- Solar energy which comes from the sun can be turned as electricity and heat. Solar panels on the roofs of houses, building and other establishment are use to store the solar energy. The sun's energy harnessed by the panels runs generators which provide electricity. There are stand-alone solar panels that you can put in your yard to save the sun's energy in a generator.
- Geothermal energy is an energy that comes from the heat inside the earth. It's simple technology that involves boring a hole into the ground to take the heat from the earth's crust. The heat that comes off is used to heat water and make steam to power generators to make electricity.

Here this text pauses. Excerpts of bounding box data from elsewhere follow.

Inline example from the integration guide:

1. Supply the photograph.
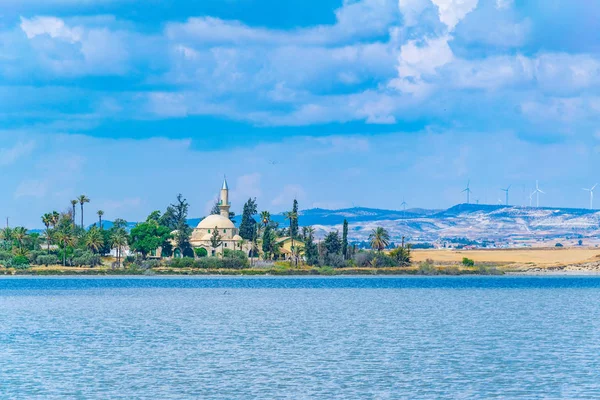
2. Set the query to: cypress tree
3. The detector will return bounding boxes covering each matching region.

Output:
[290,199,298,239]
[342,219,348,260]
[240,198,257,240]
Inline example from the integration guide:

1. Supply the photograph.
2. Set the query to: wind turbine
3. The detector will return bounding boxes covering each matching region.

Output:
[533,181,546,208]
[462,180,472,204]
[529,190,535,207]
[400,197,406,223]
[500,185,512,205]
[583,183,598,210]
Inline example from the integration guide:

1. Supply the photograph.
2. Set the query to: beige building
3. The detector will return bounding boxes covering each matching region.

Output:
[190,179,251,255]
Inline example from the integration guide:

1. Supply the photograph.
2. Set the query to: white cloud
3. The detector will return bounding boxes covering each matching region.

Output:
[21,17,83,43]
[431,0,478,31]
[14,180,48,199]
[398,0,431,26]
[271,184,306,210]
[496,0,514,9]
[390,35,454,94]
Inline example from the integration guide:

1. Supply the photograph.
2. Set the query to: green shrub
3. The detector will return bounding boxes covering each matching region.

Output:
[462,257,475,267]
[168,257,194,268]
[317,267,335,275]
[477,265,504,275]
[223,249,248,265]
[27,250,46,265]
[35,254,60,267]
[194,247,208,258]
[71,249,102,267]
[140,260,161,270]
[0,251,12,264]
[417,260,439,275]
[6,256,29,269]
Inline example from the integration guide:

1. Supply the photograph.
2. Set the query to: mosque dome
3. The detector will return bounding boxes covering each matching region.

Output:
[196,214,235,229]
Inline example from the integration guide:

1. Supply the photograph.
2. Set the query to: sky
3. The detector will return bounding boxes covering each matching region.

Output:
[0,0,600,228]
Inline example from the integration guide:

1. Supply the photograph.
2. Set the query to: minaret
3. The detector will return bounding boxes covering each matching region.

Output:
[219,177,231,219]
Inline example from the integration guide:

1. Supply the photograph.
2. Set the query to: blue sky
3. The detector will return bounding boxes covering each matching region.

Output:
[0,0,600,227]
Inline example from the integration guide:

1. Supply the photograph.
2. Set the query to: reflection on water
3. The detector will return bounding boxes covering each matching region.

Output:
[0,277,600,399]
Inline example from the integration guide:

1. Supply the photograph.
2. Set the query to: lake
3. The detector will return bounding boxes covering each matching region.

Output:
[0,277,600,399]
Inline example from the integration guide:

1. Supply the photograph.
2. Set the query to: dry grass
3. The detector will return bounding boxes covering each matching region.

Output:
[413,247,600,266]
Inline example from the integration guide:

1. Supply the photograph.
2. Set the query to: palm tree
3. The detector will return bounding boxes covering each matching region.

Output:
[111,229,127,266]
[13,226,27,255]
[56,229,77,266]
[42,213,52,254]
[96,210,104,229]
[283,211,298,255]
[0,226,13,250]
[260,211,271,226]
[71,200,77,225]
[50,211,60,228]
[77,194,90,229]
[85,227,104,253]
[369,227,390,252]
[291,246,304,267]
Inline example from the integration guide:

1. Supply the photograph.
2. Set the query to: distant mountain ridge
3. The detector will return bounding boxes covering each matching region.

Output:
[67,204,600,242]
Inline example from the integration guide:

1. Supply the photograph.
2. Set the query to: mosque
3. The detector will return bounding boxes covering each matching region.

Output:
[190,179,251,255]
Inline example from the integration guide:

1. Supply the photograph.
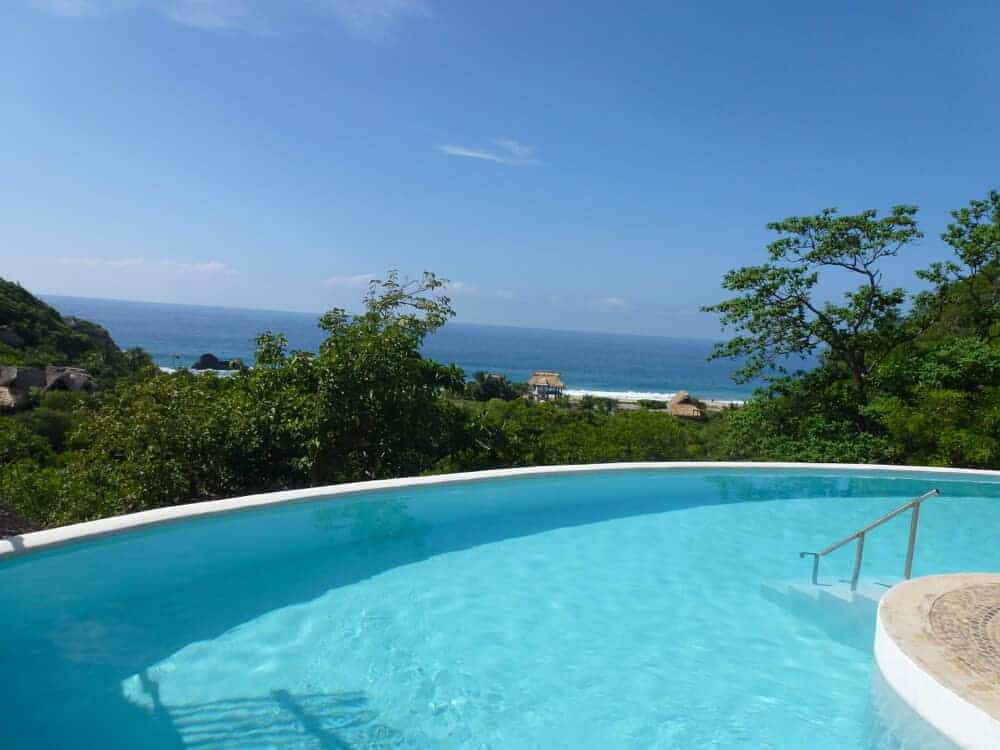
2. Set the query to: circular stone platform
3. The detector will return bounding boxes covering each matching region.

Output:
[875,573,1000,748]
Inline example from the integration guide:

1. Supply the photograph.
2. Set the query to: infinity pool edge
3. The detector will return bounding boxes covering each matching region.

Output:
[0,461,1000,559]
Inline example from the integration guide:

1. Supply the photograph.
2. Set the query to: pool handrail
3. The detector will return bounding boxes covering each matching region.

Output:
[799,487,941,591]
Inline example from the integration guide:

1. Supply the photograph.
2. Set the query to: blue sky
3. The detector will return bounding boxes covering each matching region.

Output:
[0,0,1000,336]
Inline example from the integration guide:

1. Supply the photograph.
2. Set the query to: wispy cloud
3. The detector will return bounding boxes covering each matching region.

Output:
[437,138,539,165]
[56,257,239,276]
[444,281,479,295]
[166,260,239,276]
[593,297,632,312]
[56,257,146,268]
[28,0,431,36]
[318,0,430,40]
[160,0,269,33]
[323,273,377,289]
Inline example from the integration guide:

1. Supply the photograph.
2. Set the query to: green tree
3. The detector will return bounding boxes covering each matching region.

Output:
[704,206,922,412]
[917,190,1000,340]
[465,370,527,401]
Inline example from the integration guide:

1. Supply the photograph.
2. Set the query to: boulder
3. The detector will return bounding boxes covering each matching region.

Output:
[0,367,45,409]
[0,326,24,348]
[0,503,38,537]
[191,352,233,370]
[45,365,94,392]
[667,391,705,419]
[63,315,118,351]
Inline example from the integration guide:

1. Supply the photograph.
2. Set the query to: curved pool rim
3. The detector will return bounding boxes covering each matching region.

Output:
[7,461,1000,559]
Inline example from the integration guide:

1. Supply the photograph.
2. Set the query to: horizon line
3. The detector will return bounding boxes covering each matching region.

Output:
[41,290,725,343]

- Biomass energy is from the plant and trees. This energy alternative makes use of husks that come off rice after it is harvested and the waste from the corn. This "biomass" can be burned in a power station built for such a purpose. It emits less pollution than if the waste was left to rot, because it would produce a lot of methane.
Sources: Wood (most common source), plants, agricultural waste, industrial waste, even methane gas from community landfills.
Uses: fuel for transportation or to manufacture product that would otherwise use fossil fuels.
- Water Energy - the natural evaporation/precipitation cycle makes water a renewable source of energy. The heat of the sun causes water in lakes and ocean to evaporate and form clouds. The water then falls back to earth as rain or snow, and goes to the rivers and streams that flow back to the ocean. Moving water can be used to power water wheels that drive mechanical processes. Water Wheels are useful for generating mechanical energy to grind grain or saw wood, but are not practical for generating electricity because it is bulky and slow. Water energy emits about 30 times less greenhouse gas than modern natural gas power plants and 60 times less than coal-fired plant, which makes it a clean source of energy.
- Wind Energy is captured by wind turbines and used to generate electricity. The costs of wind energy are going down as mass manufacture of turbines becomes more accepted. It costs the same as setting up a new coal or nuclear power station. More importantly, external cost to health care and the effects of acid rain are 50times less than when using coal.